Grund für die vehement vorgetragene Forderung nach Freilassung der Gefangenen sind nicht zuletzt zwei getrennt eingereichte Gutachten der gerichtsmedizinischen Abteilung der Cukurova Universiät vom 22.Juni und 2.Juli . In diesen Papieren, wird ausgeführt, dass die Gefangene "aufgrund ihrer Krebserkrankung schwer behindert ist", dass "eine Fortsetzung ihrer Haft ein Risiko für ihr Leben darstellt" und dass "die Behandlung unter Haftbedingungen unmöglich erscheint". Abschließend stellten die Gutachten fest, dass Güler Zere "freigelassen werden sollte". Doch diese eindeutigen Ergebnisse wurden von der Staatsanwaltschaft und dem zuständigen Gericht schlicht ignoriert.

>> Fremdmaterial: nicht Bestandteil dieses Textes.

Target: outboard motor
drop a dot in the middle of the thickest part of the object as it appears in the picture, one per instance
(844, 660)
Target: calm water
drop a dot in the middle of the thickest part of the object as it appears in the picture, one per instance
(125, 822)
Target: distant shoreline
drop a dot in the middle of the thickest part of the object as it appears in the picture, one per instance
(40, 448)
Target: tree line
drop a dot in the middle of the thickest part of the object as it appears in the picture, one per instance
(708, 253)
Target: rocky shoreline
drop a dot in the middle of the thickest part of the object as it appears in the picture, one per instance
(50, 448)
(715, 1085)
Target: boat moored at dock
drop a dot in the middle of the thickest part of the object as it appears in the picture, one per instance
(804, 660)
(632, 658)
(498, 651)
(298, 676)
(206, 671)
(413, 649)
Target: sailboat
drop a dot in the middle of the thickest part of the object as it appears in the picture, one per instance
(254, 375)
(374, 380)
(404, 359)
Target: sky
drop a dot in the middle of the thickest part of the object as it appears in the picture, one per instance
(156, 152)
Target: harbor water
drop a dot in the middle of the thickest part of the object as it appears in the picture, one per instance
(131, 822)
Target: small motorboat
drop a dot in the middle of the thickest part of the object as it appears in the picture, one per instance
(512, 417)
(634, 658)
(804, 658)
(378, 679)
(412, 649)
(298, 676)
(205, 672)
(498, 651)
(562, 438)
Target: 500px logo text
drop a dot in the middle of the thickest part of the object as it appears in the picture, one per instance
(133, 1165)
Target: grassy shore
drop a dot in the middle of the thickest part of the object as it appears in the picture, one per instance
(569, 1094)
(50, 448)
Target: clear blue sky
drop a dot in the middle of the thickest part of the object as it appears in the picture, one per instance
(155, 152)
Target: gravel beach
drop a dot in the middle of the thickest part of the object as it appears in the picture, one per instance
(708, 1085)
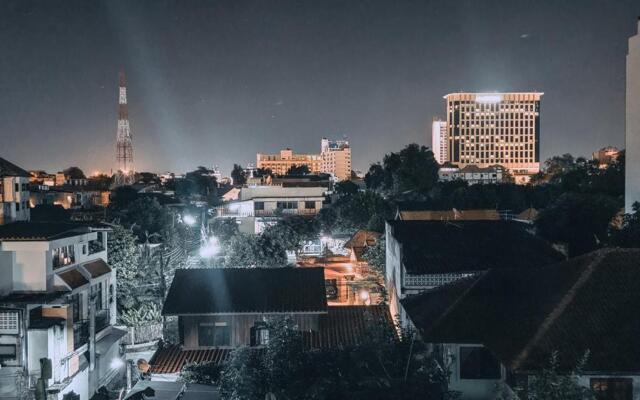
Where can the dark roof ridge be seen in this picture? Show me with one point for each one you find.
(567, 299)
(478, 277)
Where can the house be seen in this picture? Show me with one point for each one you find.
(503, 325)
(359, 241)
(57, 302)
(261, 206)
(422, 211)
(421, 255)
(14, 193)
(235, 303)
(157, 390)
(472, 174)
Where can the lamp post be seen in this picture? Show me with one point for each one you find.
(210, 249)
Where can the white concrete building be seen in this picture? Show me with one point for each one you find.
(439, 140)
(14, 193)
(485, 129)
(260, 206)
(472, 174)
(632, 135)
(57, 302)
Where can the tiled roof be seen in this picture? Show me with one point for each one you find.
(73, 278)
(246, 290)
(586, 303)
(170, 359)
(347, 325)
(362, 238)
(450, 215)
(433, 247)
(342, 326)
(9, 169)
(97, 268)
(37, 231)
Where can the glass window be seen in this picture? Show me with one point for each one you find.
(478, 363)
(214, 334)
(612, 388)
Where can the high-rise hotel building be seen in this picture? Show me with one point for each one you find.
(485, 129)
(439, 140)
(632, 134)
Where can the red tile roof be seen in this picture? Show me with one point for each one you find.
(170, 359)
(342, 326)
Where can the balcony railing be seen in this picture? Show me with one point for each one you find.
(103, 319)
(80, 333)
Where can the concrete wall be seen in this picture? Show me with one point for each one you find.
(632, 136)
(240, 324)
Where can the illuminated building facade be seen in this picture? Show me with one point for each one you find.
(485, 129)
(334, 159)
(279, 164)
(632, 135)
(439, 140)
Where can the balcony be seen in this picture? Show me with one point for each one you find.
(103, 319)
(80, 333)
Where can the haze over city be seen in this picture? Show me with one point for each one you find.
(214, 83)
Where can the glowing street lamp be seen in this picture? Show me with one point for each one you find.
(189, 219)
(210, 249)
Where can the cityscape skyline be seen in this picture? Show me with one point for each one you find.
(196, 102)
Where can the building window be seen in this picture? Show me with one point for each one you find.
(63, 256)
(259, 334)
(287, 205)
(612, 388)
(8, 352)
(9, 323)
(478, 363)
(96, 292)
(214, 334)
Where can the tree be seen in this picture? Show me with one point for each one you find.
(413, 169)
(382, 366)
(346, 188)
(250, 251)
(204, 182)
(628, 236)
(238, 175)
(291, 231)
(146, 215)
(74, 173)
(302, 169)
(124, 257)
(581, 220)
(552, 383)
(101, 182)
(376, 256)
(374, 179)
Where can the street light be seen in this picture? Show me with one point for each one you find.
(210, 248)
(189, 219)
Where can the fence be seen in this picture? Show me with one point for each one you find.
(143, 334)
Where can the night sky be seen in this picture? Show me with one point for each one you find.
(214, 82)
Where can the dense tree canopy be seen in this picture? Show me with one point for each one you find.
(238, 175)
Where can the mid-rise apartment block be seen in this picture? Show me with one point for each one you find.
(485, 129)
(334, 159)
(14, 193)
(280, 163)
(439, 140)
(57, 303)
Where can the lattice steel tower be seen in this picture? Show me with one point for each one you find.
(124, 146)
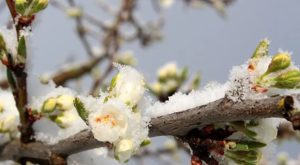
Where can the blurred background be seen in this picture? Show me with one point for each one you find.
(202, 39)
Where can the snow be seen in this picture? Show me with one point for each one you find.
(181, 102)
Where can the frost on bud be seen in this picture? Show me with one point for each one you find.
(64, 102)
(288, 80)
(262, 49)
(279, 62)
(124, 149)
(128, 85)
(49, 105)
(74, 12)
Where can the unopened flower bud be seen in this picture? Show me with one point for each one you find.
(64, 102)
(38, 5)
(288, 80)
(279, 62)
(126, 58)
(262, 49)
(21, 6)
(65, 119)
(49, 105)
(74, 12)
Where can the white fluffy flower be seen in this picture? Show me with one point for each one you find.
(128, 86)
(110, 121)
(124, 149)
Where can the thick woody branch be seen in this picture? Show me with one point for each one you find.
(176, 124)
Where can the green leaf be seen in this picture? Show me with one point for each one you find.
(38, 5)
(22, 47)
(10, 78)
(240, 126)
(145, 142)
(262, 49)
(83, 113)
(21, 6)
(279, 62)
(288, 80)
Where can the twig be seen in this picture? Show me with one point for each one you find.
(176, 124)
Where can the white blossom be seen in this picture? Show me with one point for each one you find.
(128, 86)
(110, 121)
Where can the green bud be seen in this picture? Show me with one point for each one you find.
(262, 49)
(1, 107)
(82, 112)
(184, 74)
(21, 6)
(74, 12)
(22, 47)
(145, 142)
(279, 62)
(38, 5)
(49, 105)
(288, 80)
(126, 58)
(30, 7)
(196, 81)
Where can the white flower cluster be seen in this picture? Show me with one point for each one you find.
(9, 117)
(115, 117)
(59, 116)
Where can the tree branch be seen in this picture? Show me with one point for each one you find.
(176, 124)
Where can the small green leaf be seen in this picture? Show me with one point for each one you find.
(10, 78)
(288, 80)
(38, 5)
(145, 142)
(83, 113)
(22, 47)
(240, 126)
(21, 6)
(262, 49)
(279, 62)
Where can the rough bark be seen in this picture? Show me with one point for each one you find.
(175, 124)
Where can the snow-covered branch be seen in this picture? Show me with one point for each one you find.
(176, 124)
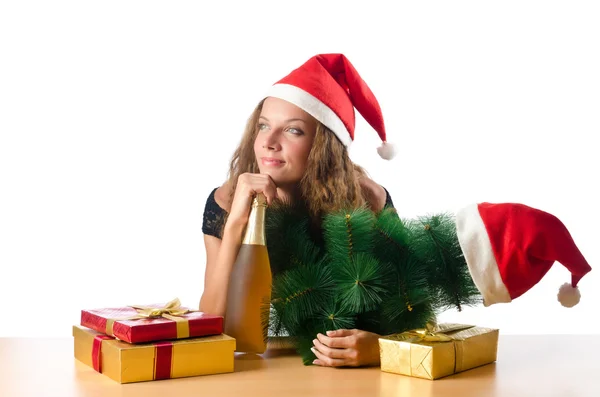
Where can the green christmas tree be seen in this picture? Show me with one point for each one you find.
(360, 269)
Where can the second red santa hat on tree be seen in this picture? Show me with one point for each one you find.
(509, 247)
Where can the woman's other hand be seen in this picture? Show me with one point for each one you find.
(346, 348)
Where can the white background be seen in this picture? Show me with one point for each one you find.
(117, 119)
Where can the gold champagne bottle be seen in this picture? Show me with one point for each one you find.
(249, 293)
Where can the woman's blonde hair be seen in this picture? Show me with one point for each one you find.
(331, 180)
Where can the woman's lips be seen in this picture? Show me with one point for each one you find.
(272, 162)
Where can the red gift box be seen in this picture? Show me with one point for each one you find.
(139, 324)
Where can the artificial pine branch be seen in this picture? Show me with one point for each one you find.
(435, 243)
(347, 233)
(362, 282)
(299, 293)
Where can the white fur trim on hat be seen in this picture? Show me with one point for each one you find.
(312, 106)
(477, 249)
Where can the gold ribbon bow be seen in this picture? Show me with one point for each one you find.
(431, 333)
(172, 311)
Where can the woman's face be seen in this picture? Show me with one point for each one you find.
(283, 142)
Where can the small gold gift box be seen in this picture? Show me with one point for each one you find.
(126, 363)
(438, 351)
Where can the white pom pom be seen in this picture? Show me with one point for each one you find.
(386, 151)
(568, 296)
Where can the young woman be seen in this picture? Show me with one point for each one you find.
(295, 148)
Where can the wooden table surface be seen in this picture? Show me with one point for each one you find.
(527, 366)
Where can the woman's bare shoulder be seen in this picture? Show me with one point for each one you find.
(374, 193)
(223, 196)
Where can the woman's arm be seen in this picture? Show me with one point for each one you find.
(222, 253)
(220, 257)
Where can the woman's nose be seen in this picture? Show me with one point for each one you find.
(271, 141)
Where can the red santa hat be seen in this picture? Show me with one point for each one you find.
(329, 88)
(510, 247)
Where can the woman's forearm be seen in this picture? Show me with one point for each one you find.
(214, 297)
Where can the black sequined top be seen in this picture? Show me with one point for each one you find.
(214, 215)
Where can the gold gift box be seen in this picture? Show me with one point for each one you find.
(442, 350)
(126, 363)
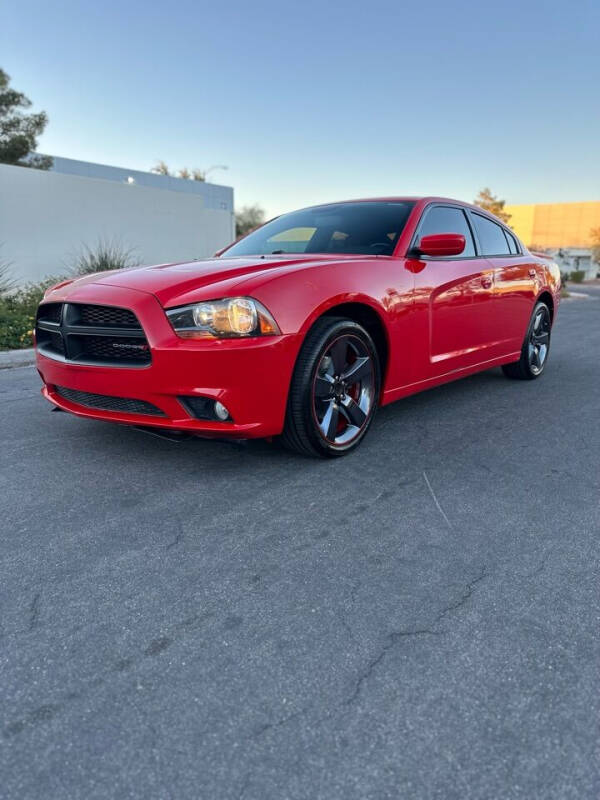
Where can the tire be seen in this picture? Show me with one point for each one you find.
(334, 390)
(536, 347)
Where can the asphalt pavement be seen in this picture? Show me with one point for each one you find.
(213, 620)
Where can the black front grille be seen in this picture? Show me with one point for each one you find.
(104, 402)
(106, 349)
(50, 312)
(106, 316)
(91, 334)
(56, 343)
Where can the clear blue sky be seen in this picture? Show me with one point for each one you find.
(315, 101)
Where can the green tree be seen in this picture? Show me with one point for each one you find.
(595, 236)
(248, 218)
(161, 168)
(104, 255)
(489, 202)
(19, 132)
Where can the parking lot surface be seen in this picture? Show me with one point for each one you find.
(211, 620)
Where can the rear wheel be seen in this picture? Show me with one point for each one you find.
(334, 389)
(534, 353)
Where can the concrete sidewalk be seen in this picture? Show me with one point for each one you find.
(17, 358)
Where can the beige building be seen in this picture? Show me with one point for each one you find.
(546, 226)
(563, 230)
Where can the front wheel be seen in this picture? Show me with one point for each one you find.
(334, 390)
(534, 353)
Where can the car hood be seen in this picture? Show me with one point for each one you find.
(173, 283)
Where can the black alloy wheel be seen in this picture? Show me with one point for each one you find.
(534, 353)
(334, 390)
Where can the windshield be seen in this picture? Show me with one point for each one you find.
(369, 228)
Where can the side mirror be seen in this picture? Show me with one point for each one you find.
(441, 244)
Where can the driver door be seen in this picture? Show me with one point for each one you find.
(454, 300)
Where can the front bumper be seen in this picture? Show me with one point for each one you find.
(250, 377)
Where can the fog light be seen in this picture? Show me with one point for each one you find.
(220, 411)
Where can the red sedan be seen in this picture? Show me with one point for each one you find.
(303, 327)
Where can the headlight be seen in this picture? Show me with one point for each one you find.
(232, 317)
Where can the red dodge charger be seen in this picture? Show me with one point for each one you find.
(303, 327)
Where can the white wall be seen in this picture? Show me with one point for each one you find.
(45, 217)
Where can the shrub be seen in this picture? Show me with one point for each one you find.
(106, 254)
(6, 280)
(17, 314)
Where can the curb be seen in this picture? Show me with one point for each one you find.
(17, 358)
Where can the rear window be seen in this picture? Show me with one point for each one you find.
(512, 242)
(347, 228)
(491, 236)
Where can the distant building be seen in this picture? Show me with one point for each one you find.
(47, 216)
(563, 230)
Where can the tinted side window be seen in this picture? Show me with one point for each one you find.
(491, 236)
(512, 243)
(443, 219)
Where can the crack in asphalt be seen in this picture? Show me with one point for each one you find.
(436, 501)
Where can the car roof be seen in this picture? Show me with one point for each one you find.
(422, 201)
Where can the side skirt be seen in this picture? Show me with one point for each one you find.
(390, 395)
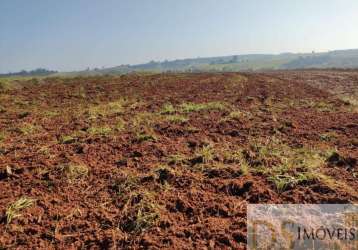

Selbst die Einsprüche von unabhängigen Juristenvereinigungen wie dem Zeitgenössischen Juristenverband (CHD) sowie den Ärztekammern von Istanbul, Adana und Mersin wurden bei Seite geschoben. "Die Warnungen der Ärzteorganisationen werden nicht ernstgenommen" bemerkte die Anwaltsvereinigung "Rechtsbüro des Volkes" (HHB). Das Rechtsbüro warf den türkischen Behörden außerdem den Verstoß gegen, in der europäischen Menschenrechtskommision festgelegte Grundrechte vor. Das Verbot von Folter und Mißhandlung (Artikel 3) wäre genauso tangiert, wie das Recht auf Leben (Artikel 2). Darüber würde auch gegen türkisches Recht verstoßen. Der Artikel 16 des Gesetzes Nr.5275 über die Vollstreckung der Strafen und Sicherheitsmaßnahmen spricht davon, dass die Strafe im Falle von Krankheiten, die entweder medizinisch unheilbar sind oder deren Genesung lange dauern kann, zurückgestellt werden muß, falls die Vollstreckung der Strafe in der Häftlingszelle eines Krankenhauses lebensgefährlich für die Patientin ist.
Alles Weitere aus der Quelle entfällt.